The liveliest gossip of the season was about Kim Cattrall’s non-appearance at the Royal Court in Linda — a still unexplained exit for the Sex and the City star. She quit the production a mere ten days before the première of Penelope Skinner’s new play about female mid-lifery and its discontents, throwing the Royal Court into a truly dramatic panic.
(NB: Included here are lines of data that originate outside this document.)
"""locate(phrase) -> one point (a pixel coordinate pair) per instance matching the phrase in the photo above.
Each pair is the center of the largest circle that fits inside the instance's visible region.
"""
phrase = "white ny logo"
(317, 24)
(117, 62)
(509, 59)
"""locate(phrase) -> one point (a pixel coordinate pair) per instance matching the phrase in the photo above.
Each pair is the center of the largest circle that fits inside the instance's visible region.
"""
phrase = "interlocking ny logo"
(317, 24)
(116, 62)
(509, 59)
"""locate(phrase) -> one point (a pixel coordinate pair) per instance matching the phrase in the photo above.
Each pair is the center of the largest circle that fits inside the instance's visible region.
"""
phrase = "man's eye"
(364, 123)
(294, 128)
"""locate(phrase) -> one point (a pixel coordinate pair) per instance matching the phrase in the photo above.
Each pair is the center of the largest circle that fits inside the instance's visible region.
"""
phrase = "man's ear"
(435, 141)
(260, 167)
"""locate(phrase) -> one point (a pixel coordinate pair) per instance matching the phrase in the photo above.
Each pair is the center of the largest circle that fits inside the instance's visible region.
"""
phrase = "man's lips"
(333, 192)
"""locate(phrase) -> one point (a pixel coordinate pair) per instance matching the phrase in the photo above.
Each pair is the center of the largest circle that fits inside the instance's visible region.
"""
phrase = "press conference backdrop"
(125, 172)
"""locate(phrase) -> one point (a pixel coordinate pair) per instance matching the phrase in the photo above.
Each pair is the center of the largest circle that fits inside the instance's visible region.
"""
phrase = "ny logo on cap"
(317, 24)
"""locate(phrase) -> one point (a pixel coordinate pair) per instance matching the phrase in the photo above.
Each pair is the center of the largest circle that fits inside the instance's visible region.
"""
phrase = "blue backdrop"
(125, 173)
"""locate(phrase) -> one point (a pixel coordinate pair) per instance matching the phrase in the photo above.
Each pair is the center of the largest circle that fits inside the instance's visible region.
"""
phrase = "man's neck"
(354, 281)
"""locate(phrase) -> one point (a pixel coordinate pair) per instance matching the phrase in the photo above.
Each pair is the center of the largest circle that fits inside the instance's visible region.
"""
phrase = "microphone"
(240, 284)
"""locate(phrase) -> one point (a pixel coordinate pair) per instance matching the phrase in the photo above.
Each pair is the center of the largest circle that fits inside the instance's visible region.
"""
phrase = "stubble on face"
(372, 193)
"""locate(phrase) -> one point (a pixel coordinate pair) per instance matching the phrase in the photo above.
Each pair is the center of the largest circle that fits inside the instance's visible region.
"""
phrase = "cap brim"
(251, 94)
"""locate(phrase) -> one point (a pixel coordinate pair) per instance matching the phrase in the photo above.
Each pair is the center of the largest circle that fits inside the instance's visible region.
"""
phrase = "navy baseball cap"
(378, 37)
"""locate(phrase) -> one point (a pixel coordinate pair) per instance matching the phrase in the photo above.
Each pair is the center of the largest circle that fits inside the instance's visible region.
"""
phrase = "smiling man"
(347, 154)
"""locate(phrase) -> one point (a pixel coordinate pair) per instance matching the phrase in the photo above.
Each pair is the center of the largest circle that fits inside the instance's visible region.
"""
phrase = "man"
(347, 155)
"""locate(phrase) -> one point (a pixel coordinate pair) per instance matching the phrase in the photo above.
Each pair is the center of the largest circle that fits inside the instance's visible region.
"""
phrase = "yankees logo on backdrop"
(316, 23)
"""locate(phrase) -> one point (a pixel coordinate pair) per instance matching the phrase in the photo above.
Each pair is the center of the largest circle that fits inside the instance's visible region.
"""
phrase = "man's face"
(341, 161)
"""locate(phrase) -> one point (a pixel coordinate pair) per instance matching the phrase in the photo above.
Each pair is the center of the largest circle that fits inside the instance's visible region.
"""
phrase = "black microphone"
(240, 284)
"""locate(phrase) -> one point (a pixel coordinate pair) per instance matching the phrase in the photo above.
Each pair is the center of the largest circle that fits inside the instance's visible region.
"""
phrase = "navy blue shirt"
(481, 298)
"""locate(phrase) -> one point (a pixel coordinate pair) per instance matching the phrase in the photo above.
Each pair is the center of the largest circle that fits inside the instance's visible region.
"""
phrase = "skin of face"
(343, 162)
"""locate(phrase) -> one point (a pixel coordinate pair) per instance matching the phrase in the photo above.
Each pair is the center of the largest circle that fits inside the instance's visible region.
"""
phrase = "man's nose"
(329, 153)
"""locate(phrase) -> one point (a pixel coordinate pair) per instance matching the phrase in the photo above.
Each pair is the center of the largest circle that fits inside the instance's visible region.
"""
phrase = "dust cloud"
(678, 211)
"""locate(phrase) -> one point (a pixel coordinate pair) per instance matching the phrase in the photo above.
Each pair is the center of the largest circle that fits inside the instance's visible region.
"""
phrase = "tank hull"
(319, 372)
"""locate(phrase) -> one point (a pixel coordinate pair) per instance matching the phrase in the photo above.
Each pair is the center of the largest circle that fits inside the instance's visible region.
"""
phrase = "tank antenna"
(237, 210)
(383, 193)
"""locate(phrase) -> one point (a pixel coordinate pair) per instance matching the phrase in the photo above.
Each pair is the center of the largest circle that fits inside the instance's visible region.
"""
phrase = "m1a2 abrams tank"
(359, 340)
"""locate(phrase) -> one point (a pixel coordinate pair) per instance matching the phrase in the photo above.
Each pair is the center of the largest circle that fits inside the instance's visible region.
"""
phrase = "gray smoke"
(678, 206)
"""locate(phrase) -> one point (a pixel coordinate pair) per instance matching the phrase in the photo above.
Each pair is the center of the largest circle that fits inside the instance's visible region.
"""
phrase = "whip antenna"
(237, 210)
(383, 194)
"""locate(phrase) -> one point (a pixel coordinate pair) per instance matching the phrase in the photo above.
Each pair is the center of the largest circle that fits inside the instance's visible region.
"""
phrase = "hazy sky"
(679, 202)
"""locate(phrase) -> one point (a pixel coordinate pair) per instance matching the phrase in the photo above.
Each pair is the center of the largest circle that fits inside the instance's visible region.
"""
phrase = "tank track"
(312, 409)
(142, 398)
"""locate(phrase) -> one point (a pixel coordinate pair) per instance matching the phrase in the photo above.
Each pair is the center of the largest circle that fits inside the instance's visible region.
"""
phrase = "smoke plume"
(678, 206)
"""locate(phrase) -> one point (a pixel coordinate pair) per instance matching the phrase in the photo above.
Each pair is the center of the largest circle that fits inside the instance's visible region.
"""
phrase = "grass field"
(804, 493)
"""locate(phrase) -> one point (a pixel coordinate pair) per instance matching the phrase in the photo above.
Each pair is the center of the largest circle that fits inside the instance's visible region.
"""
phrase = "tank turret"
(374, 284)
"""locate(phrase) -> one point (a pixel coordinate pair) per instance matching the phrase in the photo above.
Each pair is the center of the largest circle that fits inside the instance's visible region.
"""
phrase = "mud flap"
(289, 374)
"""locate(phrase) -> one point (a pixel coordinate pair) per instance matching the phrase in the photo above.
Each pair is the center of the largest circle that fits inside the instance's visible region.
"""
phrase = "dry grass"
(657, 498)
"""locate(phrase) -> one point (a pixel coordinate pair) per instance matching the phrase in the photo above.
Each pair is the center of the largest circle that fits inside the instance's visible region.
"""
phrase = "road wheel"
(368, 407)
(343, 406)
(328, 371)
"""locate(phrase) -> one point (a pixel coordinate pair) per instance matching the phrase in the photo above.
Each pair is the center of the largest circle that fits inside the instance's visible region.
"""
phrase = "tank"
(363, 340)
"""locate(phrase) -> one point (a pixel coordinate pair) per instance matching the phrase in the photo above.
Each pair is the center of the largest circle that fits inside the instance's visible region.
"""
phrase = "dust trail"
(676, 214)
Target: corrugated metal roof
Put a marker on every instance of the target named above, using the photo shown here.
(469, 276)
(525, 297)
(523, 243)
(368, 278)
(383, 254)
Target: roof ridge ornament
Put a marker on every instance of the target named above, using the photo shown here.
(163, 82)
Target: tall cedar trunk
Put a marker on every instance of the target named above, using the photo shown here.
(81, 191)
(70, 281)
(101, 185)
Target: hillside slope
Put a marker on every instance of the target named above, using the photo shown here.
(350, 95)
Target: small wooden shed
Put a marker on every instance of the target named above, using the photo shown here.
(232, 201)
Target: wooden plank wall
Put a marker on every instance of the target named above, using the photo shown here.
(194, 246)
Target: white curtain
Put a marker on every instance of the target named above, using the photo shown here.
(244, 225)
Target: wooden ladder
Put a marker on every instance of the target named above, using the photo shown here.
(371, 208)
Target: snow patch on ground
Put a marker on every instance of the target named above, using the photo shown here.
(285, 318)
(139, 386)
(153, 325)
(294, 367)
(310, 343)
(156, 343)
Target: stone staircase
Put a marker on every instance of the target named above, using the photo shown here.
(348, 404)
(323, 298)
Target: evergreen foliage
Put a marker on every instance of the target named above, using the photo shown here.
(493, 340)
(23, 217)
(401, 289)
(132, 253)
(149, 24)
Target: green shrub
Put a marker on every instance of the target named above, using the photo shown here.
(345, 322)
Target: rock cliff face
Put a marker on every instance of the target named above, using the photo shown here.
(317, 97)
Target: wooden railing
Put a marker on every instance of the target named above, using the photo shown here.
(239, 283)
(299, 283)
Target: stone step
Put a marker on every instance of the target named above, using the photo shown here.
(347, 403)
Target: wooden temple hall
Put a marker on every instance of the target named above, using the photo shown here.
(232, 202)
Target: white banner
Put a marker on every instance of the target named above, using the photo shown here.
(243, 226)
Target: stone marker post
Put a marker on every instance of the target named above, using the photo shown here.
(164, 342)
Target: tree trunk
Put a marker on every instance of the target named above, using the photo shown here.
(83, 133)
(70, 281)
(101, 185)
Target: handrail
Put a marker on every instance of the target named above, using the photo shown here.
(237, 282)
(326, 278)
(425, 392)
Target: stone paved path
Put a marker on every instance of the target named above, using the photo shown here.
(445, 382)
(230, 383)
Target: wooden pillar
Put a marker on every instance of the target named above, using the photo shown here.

Full marks then to Noma Dumezweni, who stepped into the role with aplomb to play Linda, a glitzy, successful cosmetics executive, waking up to the emptiness of her life in her mid-fifties. Husband Neil would rather spend time with his rock band, stroppy daughter Alice won’t let old feuds be and a half-sister preparing for a part in King Lear make Linda a bittersweet domestic comedy, shading into hard rage about the social invisibility of women beyond their childbearing years.

Granted, it’s a busy saga, with too many allusions to other dramas stuffed in. But Michael Longhurst’s production is fluent and the Royal Court under Vicky Featherstone deserves a year-end cheer for snatching a modest triumph from the jaws of disaster.

Let’s hope better fortune attends one of the big new productions of 2016, Ralph Fiennes’s appearance in The Master Builder at the Old Vic (from late January). The Vic has produced a stream of goodish plays in 2015, but it needs a hit in the alpha league that does not rely as heavily as it has done on Kevin Spacey: so let’s see what Fiennes makes of the troubled town planner.

We should end the year, and start the new one, with the theatrical equivalent of a glass of fizz. For the best larks and sparks, I plump for Funny Girl at the Menier Chocolate Factory. The luminous Sheridan Smith stars on 100-watt form as Fanny Brice, the showgirl, in a show about past hoofers, with an outstanding exponent of popular musical theatre in the lead role.

Funny Girl has long struggled to escape the curse of Barbra Streisand. But Smith makes the story her own, charting Fanny’s rise through the rackety world of vaudeville theatre to lonely stardom. Is she heartbroken? Of course. That is what comes from falling in love with a rakish gambler and taking to an itinerant job treading the boards.

Smith squeezes every moment of comic enjoyment out of these adventures, gurning and twitching her way through failed seductions, auditions gone wrong and chances missed. Funny Girl is also genuinely witty, in the Dorothy Parker vein. Introduced to a chap who breeds horses, she arches a pencilled eyebrow to inquire, “They can’t do it themselves?”

Michael Mayer’s effervescent production looks cramped on the Menier stage: the dancers cannot afford to put a foot wrong, for fear of landing in front-row laps. That will be cured when it transfers to the Savoy from March. Such minor flaws apart, Smith inhabits the cheery narcissism of the performer with vaudevillian zest. When she sings “People”, the show’s  torch song, it is invested with infectious melancholy. A moment later, she shakes off the gloom, tosses her lacquered locks and clacks her way towards the next routine. It’s a five-star example of all-round brio from one of today’s funniest stage women.